Yesterday’s rally was quite convincing so I assumed the normal intermediate cycle parameters weren’t going to apply. The sell off today is signalling that they “will” apply (barring an intervention by the PPT in the next few days).

spx failed daily cycle


9 thoughts on “CHARTS OF THE DAY

  1. gary Post author

    Barring an immediate intervention by the PPT we should see a completely normal 50% retracement in the S&P (about 1875).

    There is 0 chance the bull is done though as many are calling for. Like I noted in the report the bull can’t expire until we start making lower intermediate lows. That isn’t even going to be close to happening.

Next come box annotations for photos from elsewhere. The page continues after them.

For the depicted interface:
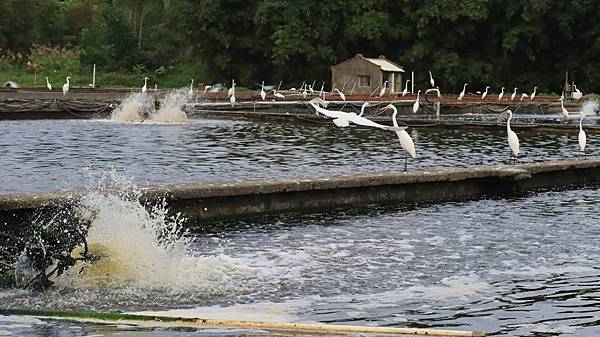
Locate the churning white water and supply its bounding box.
[111,90,191,123]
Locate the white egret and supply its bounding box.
[260,81,267,101]
[335,88,346,101]
[142,77,148,94]
[458,83,468,101]
[402,80,410,96]
[379,104,417,171]
[63,76,71,95]
[308,98,406,131]
[573,84,583,100]
[413,90,421,114]
[560,97,569,118]
[429,70,435,88]
[578,111,587,159]
[529,87,537,101]
[481,86,490,101]
[502,110,519,164]
[510,87,518,101]
[379,81,387,97]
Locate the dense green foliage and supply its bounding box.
[0,0,600,92]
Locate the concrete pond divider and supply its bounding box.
[0,309,486,337]
[0,157,600,229]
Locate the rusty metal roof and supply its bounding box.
[364,57,404,73]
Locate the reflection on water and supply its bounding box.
[0,187,600,337]
[0,120,597,193]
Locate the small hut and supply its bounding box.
[331,54,404,95]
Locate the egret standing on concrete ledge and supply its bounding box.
[502,110,519,164]
[63,76,71,95]
[379,104,417,171]
[142,77,148,94]
[578,111,587,159]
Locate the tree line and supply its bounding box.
[0,0,600,93]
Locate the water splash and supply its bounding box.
[53,171,251,291]
[581,100,599,115]
[150,89,192,123]
[110,93,154,123]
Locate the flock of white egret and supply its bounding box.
[46,71,587,171]
[308,98,587,171]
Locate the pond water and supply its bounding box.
[0,117,598,194]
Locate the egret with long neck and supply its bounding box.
[503,110,519,164]
[380,104,417,171]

    The next reason is just logical. Does anyone think that the Fed is just going to stand on the sidelines and watch the market collapse after having printed trillions to prop it up? Of course not. We can’t get a final top until the Fed does QE4 and the market gives us a blow off top.

  2. Bob UK

    Presumably if they do do QE4 that means even higher general stocks? But what about gold and silver Gary – would more money printing change your view about gold going to get slaughtered next year?

    1. gary Post author

      In theory it should be good for gold but then QE3 should have been good but it triggered a bear market.

  3. Kevin B

    The RUT has a failed intermediate cycle, correct? Has 2000 stocks vs 500, so wouldn’t think that would be good.

    1. gary Post author

      Actually historically the divergence in the Russell hasn’t led to long term declines like it would seem. On the contrary the longer term results are very positive.

  4. Stephan

    Very nice analyis, thank you!
    We broke through 1904 in SPX today.
    So do you think a bull attack is imminent within the next week/next 2 weeks or so?
    Best wishes from Germany!

    1. gary Post author

      we should be pretty close. I’d like to see at least a 50% retracement which would be about 1875.

  5. Sooze

    On Friday’s show you said that if there was massive panic selling next week the Fed would step in and announce QE4.
    If the markets plunge enough to where margin calls are triggered, would even QE4 make a difference?